2. Would it be useful to use some sort of plant supplement, such as Seachem Flourish and/or Seachem Flourish Iron? (I remember reading something about Water Wisteria needing iron...) Or maybe Seachem Flourish Tabs.

3. I read when you are trimming Water Wisteria, you cut off a few inches below the leaves, replant the tops, and do something with the bottoms. Is this correct? A few pointers/tips would be nice.

Thanks for all the help, guys! :-D


----------



## andakin (Aug 10, 2009)

Water wisteria is a relatively cheap plant to experiment with. If you don't plan on taking planted tanks to the next level, I would just plant it in the existing condition and see how it does. 

To answer your questions,

1. Some substrates are better than others. Regular gravel will be fine.
2. Nutrients is the last thing required for a planted tank to do well (imo). I wouldn't bother with dosing or tabs without first having the proper lighting.
3. Like most stem plants, you can replant the top clippings. The bottoms will regrow new nodes. Some discard the bottoms because they start getting scraggly.


----------



## Raye (Feb 5, 2013)

1. Walmart gravel is inert, meaning it has no nutrients whatsoever. However, for wisteria, you should be able to get away with it.

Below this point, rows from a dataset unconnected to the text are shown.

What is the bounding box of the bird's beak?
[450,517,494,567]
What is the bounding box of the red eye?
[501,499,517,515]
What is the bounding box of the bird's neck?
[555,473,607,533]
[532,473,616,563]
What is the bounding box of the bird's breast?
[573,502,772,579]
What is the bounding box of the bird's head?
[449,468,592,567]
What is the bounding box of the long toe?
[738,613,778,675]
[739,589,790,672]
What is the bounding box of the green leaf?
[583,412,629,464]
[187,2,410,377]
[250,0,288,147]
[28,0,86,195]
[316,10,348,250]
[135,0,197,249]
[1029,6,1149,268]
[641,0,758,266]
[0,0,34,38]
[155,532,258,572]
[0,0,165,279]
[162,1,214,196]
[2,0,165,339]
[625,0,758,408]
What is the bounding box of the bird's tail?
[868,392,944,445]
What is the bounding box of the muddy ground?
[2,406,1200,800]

2. Wisteria is kind of hit or miss. Some people say you don't need ferts, some say you do. In my experience, wisteria is a plant that doesn't need a LOT of fertilization, but it definitely helps. Like Andakin said, how much fertilization your plants need is relative to the intensity/photoperiod of light that your plants receive. But just to be safe, one dose of Seachem Flourish Comprehensive per week couldn't hurt.


3. Andakin already got this one ~


----------



## kjg1029 (Jun 14, 2014)

i have one small trimming of water wisteria in my 5 gal that has a 13w 6500k bulb and gets does with seachem florish comprehensive a few times a week, and its doing fine, its growing new leaves, it seems to be growing fastish.


----------



## spaceyJC (Aug 9, 2014)

Thanks! I mostly don't want to get a new substrate because I don't want to screw up the cycle in my tank. 
I want to put some in my divided 10 gal. I had to throw away an artificial plant I had in there because it was started getting brown spots on it. Eek! I've seen lots of pictures of planted tanks on this website, and I really like the natural look. But for right now, I just want to get some decor in there, and when I get a large community tank I would like to take planting to the next level.
I really like the look of sand. Is sand "nutrient rich"? Or would I have to get some sort of aquarium soil/fertilizers?
Also, my tank does have a light, I would guess it is moderate lighting. Not sure the wattage, but it does have a light.


----------



## kjg1029 (Jun 14, 2014)

sand doesnt have any nutrients you youd either need to dose with liquid ferts, or use root tabs, or both.


----------